Review: Boris – NO

Seit bald drei Jahrzehnten im Experimental Metal unterwegs und immer noch mit frischen Ideen. Dieses Mal: So mischen wir Doom mit Punk.

Das Gute an Boris ist ja: Haben sie mal eine schlechte Platte veröffentlicht, dauert es nicht lange, bis eine neue erscheint. Und die ist dann meistens gut.

Mit dem eher droneigen „LφVE & EVφL“ aus dem letzten Oktober waren nicht alle zufrieden. Kein Problem, jetzt ist „NO“ da. Hat jemand mitgezählt? Wahrscheinlich ist „NO“ das 26. Album der Japaner, aber wer weiß das schon so genau.

Jedenfalls fegt die Platte alles Meditative weg. Es gibt Hardcore Punk, schnellen, fiesen Hardcore Punk. Boris covern GUDON, „Fundamental Error“ wurde ausgewählt. Vermutlich ist die japanische Hardcore-Band ein großer Einfluss für „NO“ geworden. Denn meistens knüppeln sich Boris famos durch die Gegend.

Zunächst klopft das doomige Eröffnungsstück „Genesis“ vorsichtig an. „Anti-Gone“ bäumt sich dann genüsslich auf und brettert einfach herein.

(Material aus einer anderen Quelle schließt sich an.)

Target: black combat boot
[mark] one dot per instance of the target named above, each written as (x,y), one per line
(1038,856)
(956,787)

Es folgt wahnsinnig toller und mitreißender Hardcore Punk. „Non Blood Lore“ und „Temple of Hatred“ schenken uns gar nichts.

Dann zwei sensationelle Versuche. Erst gibt es mit „Zerkalo“ Slow-Motion-Black-Metal, dann folgt „HxCxHxC -Perforation Line-„, das sich anhört, als ob man eine Emo-Platte von 33 auf 45 hochgefahren hätte.

„Loveless“ zeigt sich dann sehr episch, vereint Symphonie mit Schweinereien. Das Highlight kommt kurz davor: Das fiepsende „Lust“, das dem Punk noch mehr Chaos hinzufügt.

Fazit: Mit Sicherheit ein Highlight aus der umfangreichen Boris-Diskografie.